评分: 7置信度: 42024-07-05

This paper tries to address and analyze the challenge of task confusion (TC) in class-incremental learning (class-IL). This paper proposes the Infeasibility Theorem that demonstrates that achieving optimal class-IL through discriminative modeling is impossible due to TC, even if CF is prevented. It further proposes the Feasibility Theorem, which shows that optimal class-IL can be achieved with generative modeling, provided CF is prevented. The authors further emprically assess their theorem with traditional class-IL strategies, including regularization, bias-correction, replay, and generative classifier.

优点

The writing of paper is clear. The paper focuses on an interesting view: task confusion and proposes rigorous theorem to analyze it. The theoretical contribution of this paper is significant. Researchers can use the theorem to guide their method desgin. The authors further assesses traditional continual learning strategies from the view of task confusion.

缺点

I recommend that the authors clarify their theorems, experimental results, and contributions in the introduction section. Additionally, the method comparison should be detailed in the related works section.
The authors should give more details about discrimative/generative modeling and related continual learning strategies. Some fresh readers may not understand it.

问题

See the weaknesses.

局限性

I do not see any potential negative societal impact of their work.

作者回复

2024-08-05

We appreciate the thoughtful review and valuable feedback you provided on our submission. Your constructive insights are greatly appreciated, and we are committed to addressing the points you've raised.

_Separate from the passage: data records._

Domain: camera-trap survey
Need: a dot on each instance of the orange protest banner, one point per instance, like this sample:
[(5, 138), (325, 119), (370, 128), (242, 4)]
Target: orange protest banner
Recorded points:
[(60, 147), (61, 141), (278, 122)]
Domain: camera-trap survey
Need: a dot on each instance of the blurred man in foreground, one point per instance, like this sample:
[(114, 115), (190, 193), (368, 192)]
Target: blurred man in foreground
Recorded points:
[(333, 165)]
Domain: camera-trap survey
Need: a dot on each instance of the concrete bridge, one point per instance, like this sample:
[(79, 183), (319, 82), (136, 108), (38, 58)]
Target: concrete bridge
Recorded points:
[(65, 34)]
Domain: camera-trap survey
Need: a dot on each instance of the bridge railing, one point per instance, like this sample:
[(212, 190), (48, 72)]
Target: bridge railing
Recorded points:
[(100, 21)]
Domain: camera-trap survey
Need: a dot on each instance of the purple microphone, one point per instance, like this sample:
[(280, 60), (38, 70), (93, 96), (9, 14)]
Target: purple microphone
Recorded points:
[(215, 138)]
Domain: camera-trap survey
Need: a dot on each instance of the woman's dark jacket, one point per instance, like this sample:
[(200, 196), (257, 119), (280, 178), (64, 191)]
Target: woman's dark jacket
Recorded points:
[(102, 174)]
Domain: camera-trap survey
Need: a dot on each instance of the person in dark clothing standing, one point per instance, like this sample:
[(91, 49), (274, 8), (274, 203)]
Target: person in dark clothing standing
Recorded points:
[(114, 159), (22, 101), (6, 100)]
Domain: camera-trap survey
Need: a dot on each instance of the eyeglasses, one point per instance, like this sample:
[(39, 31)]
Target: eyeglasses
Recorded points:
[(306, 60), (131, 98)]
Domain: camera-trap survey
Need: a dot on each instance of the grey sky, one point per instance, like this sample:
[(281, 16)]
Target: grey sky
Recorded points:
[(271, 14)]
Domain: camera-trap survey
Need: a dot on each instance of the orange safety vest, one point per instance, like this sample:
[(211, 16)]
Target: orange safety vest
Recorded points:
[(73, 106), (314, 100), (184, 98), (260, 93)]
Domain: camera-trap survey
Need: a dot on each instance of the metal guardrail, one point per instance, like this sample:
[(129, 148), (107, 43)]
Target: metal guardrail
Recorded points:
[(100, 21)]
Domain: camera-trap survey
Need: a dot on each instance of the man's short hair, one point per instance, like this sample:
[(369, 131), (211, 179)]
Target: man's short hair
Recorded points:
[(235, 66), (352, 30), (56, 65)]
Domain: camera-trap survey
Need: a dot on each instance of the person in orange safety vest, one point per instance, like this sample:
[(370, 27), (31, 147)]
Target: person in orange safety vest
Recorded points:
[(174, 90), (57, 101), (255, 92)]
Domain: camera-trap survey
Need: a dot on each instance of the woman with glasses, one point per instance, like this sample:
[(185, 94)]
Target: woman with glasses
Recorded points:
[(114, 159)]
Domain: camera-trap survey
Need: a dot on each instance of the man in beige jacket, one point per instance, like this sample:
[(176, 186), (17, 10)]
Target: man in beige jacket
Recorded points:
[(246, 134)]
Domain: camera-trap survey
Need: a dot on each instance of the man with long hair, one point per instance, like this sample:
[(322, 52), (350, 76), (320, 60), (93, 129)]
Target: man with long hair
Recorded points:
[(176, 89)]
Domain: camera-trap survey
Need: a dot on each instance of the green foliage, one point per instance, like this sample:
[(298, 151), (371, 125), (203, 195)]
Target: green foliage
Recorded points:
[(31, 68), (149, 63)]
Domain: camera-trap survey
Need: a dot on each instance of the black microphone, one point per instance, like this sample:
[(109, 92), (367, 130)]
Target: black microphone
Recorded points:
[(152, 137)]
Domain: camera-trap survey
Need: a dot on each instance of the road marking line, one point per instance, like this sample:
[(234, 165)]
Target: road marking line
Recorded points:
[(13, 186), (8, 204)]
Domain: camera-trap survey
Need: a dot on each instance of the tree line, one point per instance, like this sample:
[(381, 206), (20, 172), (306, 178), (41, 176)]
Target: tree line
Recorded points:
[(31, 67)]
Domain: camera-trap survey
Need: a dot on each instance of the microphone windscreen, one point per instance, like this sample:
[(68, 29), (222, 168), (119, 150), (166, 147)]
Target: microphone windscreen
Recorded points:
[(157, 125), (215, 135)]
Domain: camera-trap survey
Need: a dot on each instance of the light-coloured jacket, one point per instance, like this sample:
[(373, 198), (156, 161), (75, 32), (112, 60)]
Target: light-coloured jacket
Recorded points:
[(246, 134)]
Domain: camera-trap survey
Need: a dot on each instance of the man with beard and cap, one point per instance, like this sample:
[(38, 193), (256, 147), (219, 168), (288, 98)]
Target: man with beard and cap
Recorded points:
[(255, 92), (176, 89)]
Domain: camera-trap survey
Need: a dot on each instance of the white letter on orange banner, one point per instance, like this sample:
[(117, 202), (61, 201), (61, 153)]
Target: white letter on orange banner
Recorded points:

In the revised paper, the following paragraph will be included in the introduction that clarifies the progression of our theoretical results (our contributions):

"For discriminative modeling, Lemmas 1 and 2 form the groundwork that leads to Theorem 1 and its subsequent Corollaries 1 through 5. For generative modeling, Lemma 3 underpins Theorem 2 and Corollary 6. Furthermore, Hypothesis 1 is derived from the principles outlined in Lemma 1."

In the related work section of our revised paper, we will include a table that compares various methods based on their ability to mitigate task confusion and catastrophic forgetting. This table will detail the qualitative attributes of each method and identify whether they utilize discriminative or generative modeling approaches, based on their documentation in the literature.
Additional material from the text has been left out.